Chronique | Lacrimosa - Lament

Tanz Mitth'Laibach 10 avril 2025

Quand on s'appelle Lacrimosa, publier un album intitulé Lament va un peu de soi. La mécanique est bien huilée, on retrouve l'univers du duo germano-finlandais basé en Suisse pour un quinzième album cette année sur ses thématiques habituelles, qu'on devine fort des orchestrations et des guitares saturées qui ont fait de la formation un pionnier du metal symphonique, habillé comme toujours d'une magnifique illustration signée Stelio Diamantopoulos -on remarque d'emblée que celui-ci s'est surpassé, cette couverture est l'une des plus belles du groupe à ce jour. Cela nous rend d'autant plus enthousiaste que les deux derniers albums Testimonium (chronique) et Leidenschaft (chronique) étaient de bons crus.

Et il faut bien dire que Lament commence sous les meilleurs auspices. Le morceau-titre qui ouvre l'album et Ein Sturm zieht auf ont exactement cette retenue dans la peine qu'on avait aimé dans Testimonium, montrant un Lacrimosa différent qui sait toucher sans avoir besoin d'en faire des tonnes après plus de trente ans de maximalisme musical ; un peu d'électronique, une orchestration progressive, une guitare et une batterie qui ne sont là que pour apporter de la force au fil d'un crescendo construit avec toute la maîtrise dont Tilo Wolff est capable font des merveilles sur les deux morceaux jumeaux, nous emportant dans leur tourment.
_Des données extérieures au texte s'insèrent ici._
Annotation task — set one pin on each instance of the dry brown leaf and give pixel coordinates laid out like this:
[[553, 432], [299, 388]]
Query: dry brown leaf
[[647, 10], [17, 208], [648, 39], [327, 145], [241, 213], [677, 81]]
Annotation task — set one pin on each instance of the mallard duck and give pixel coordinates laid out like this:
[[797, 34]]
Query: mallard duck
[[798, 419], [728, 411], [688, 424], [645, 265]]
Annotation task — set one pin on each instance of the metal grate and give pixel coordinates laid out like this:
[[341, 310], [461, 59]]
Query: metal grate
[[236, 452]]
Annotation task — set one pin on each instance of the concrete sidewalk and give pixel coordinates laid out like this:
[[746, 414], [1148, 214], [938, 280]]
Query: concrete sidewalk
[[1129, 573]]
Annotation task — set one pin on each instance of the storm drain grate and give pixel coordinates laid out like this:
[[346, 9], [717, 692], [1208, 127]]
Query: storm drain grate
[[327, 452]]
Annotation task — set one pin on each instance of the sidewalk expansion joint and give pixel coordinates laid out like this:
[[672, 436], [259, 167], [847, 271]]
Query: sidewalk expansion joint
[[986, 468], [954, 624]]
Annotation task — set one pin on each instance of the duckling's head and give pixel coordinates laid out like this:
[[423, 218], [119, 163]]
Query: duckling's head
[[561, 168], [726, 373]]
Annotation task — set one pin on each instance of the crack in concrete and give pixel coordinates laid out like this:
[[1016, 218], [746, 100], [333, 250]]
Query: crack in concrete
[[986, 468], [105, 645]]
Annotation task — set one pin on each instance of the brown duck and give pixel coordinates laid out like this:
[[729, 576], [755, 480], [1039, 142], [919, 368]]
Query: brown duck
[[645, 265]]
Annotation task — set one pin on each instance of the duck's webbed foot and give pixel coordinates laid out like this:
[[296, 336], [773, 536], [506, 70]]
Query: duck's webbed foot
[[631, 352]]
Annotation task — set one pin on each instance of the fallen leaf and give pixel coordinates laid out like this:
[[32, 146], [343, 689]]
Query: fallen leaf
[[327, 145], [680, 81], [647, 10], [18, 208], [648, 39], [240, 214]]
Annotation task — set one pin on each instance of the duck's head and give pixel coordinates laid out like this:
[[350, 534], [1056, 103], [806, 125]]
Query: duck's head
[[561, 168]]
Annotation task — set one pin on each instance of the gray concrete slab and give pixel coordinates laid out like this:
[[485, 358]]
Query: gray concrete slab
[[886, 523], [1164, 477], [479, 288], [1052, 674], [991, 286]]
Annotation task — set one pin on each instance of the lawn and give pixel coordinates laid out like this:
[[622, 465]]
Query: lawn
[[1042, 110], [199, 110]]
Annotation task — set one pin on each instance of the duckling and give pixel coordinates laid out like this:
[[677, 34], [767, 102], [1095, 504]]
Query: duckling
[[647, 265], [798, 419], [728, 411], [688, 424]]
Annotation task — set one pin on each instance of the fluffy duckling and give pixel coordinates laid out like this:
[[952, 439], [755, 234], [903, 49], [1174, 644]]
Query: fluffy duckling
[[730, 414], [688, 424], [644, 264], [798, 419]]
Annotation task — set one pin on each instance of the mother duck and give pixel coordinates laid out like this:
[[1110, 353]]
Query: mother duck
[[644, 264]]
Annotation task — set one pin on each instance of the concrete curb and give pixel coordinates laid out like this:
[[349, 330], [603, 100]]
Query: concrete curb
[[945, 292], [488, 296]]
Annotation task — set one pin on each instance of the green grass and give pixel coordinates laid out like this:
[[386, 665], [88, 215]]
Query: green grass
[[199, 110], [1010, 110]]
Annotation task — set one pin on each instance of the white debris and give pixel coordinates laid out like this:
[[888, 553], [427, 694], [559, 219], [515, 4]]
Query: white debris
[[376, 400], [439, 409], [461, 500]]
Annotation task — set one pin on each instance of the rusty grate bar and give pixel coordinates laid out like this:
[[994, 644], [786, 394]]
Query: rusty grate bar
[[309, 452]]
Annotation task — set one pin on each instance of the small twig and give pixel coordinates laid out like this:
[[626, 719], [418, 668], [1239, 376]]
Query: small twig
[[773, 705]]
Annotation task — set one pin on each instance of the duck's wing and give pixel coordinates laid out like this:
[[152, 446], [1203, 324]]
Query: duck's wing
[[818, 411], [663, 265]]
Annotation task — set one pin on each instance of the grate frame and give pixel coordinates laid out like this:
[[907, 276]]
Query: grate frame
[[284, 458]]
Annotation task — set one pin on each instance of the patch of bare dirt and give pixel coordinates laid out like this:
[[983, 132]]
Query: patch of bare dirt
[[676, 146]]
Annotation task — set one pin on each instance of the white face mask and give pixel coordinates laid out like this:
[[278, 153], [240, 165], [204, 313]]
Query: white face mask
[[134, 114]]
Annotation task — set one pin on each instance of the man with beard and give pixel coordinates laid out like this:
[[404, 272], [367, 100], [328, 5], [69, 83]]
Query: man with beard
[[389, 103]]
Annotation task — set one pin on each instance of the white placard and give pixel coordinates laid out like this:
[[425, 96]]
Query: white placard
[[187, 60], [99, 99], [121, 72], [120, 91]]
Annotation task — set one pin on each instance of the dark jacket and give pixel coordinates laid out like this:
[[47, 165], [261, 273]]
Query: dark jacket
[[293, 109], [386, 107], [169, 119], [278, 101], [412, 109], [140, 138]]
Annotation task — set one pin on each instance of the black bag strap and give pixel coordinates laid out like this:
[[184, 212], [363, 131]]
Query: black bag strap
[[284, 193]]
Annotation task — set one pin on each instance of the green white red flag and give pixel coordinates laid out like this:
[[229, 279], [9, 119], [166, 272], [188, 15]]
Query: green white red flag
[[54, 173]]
Plus énergique et dominé par la guitare, Ein langer Weg nous plaît lui aussi par sa légèreté entraînante et douce-amère. Connaissant Lacrimosa, on se doute que tout ne sera pas égal mais on se dit à ce stade que ce disque a du potentiel.

Hélas, le groupe retourne vite à ses vieux démons. Du bist alles was ich will est creux et grandiloquent, Tilo Wolff se lamente dans le vide durant près de six minutes sans que le morceau ne décolle. Beaucoup plus entraînant, Avalon est taillé pour être le tube de l'album, où Lacrimosa sort les grands moyens : roulement de batterie menaçants, réverbération, duo entre Tilo Wolff et Anne Nurmi, refrains fédérateurs qui tombent réglés comme une montre suisse, l'inévitable pont instrumental... Allons bon : nous aussi, on connaît Nightwish période Once mais on préfère l'original, d'autant que ces ficelles ont plus de vingt ans maintenant. L'empilement de clichés du clip qui nous rappelle une fois de plus que Lacrimosa n'a aucun sens du ridicule en la matière n'arrange rien. Mais enfin soyons compréhensifs : c'est un morceau facile à appréhender, il y a un public pour cela et Lacrimosa a sûrement des factures à payer. Dark Is This Night, la traditionnelle ballade chantée en anglais par Anne Nurmi, nous semble quant à elle d'autant plus fade dans ses sonorités et sa mélodie qu'on se rappelle l'excellente Celebrate The Darkness sur Leidenschaft...

Il y a pourtant un morceau qui rattrape ce milieu d'album : Geliebtes Monster. Lent, grave et pesant à souhait, son instrumentation dominée par les instruments d'orchestre et la basse nous rappelle aussitôt les débuts darkwave de Lacrimosa. C'est glauque et même funèbre, c'est le Lacrimosa qu'on aime, c'est la perle de l'album.

Néanmoins, le pire arrive avec le dernier tiers de LamentPunk & Pomerol et In einem anderen Leben sont très exactement le type de chansons qu'on déteste chez le groupe, où la combinaison entre la rapidité incisive mais guère originale des guitares et un son apprêté avec la plus grande coquetterie donne un résultat épouvantable, qui sonne faux de part en part. Et lorsque l'on quitte l'album sur Memoria, c'est avec l'impression d'un mélange réchauffé des sonorités et des mélodies habituelles du groupe.

Lament figure donc plutôt parmi les parutions les moins inspirées de Lacrimosa. On n'en tient pas excessivement rigueur au duo : premièrement parce qu'on a l'habitude qu'il soit inégal, deuxièmement parce que comme toujours avec lui, il y a des titres que l'on a beaucoup aimé, Geliebtes Monster en tête. Une mécanique bien huilée, disions-nous.